Wednesday, November 17, 2010

Super Model Booty Blaster Workout

Wednesday, November 17, 2010

Super Model Booty Blaster Workout

This ultra fast workout will give your booty Super Model defination and lift . The best part is you can do it quickly at home, or outside if you have 15 minutes to spare.

Equipment: 3-5 pound weights (optional)
Stairs for step ups.

How: Do the exercises in with a quick pace. Rest 30 seconds in between rounds. Repeat 3 times through.
If you are just starting out, begin with 1 round.

How Often: 3 x a week, every other day for fat shredding results.

*Warm up first by marching, jogging, or jumping jacks, jump rope, for 5 minutes

1. 20 Deep Squats
Feet Parallel, shoulder width apart. Weights in hand.
Squat down and come up to full standing. Tip: Sit your booty way back in the back seat of the car with chest on the dashboard. As you come up, make sure you squeeze the booty at the top of move.

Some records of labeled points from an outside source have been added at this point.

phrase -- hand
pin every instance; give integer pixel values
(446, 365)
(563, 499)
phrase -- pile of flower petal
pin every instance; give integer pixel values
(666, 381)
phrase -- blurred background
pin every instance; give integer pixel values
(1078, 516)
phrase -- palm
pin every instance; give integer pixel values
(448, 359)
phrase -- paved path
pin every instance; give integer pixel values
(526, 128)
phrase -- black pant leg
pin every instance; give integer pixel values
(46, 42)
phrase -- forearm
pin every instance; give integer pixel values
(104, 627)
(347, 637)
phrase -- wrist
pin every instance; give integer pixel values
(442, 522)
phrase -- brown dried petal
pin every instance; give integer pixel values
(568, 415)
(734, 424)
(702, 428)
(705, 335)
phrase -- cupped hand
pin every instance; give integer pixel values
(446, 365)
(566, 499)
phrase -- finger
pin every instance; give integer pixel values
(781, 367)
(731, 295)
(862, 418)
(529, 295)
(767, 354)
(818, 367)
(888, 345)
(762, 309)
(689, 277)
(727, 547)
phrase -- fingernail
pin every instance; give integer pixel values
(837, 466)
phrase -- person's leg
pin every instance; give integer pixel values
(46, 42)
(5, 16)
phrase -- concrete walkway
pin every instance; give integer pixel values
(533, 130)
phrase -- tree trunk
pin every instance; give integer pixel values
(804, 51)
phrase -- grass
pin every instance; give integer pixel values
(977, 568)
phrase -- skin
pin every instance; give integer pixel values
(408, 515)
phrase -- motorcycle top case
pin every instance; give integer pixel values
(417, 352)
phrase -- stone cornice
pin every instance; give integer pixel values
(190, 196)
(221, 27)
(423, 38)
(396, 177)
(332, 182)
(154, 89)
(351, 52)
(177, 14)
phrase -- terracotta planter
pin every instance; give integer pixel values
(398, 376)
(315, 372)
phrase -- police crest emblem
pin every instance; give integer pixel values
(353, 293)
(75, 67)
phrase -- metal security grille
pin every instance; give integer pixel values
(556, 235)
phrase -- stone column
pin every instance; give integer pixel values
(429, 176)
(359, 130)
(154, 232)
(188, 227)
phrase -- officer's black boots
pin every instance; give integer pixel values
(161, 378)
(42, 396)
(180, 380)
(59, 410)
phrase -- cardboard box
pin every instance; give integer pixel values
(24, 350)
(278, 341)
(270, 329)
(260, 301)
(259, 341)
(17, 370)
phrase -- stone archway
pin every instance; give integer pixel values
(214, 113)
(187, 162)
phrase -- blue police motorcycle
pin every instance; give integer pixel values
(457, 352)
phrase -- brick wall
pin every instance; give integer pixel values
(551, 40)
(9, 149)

2. 20 Jump squats with no weight.
Feet shoulder width apart. Squat down and jump up. Land softly. Dynamic movement will reshape the legs and booty!
The pace is quick! You'll feel this!

3. 20 Plie' Squats
Feet are wider than shoulder width apart. Toes are turned out.
Squat deep and quick. Press through the heels. Keep your shoulders back and abs tight. Squeeze squeeze Squeeze!
Weights are optional.

4. Step ups-15 each side
Stand facing step. Step up with one foot, lift back leg and squeeze booty at the top of the move. Step down and switch legs. The pace is quick, but keep squeezing and control so you don't lose form.
Weights are optional.

5. Walking Lunges -16 total
Stand with feet shoulder width.
Step out with right leg into deep lunge. Lift the left leg and step through into deep lunge. The pace is quick but take care to keep good form. Always squeeze the core and booty during the exercise.
Weights are optional.

After 3 rounds, be sure to stretch out your lower body for slinky, sexy muscles!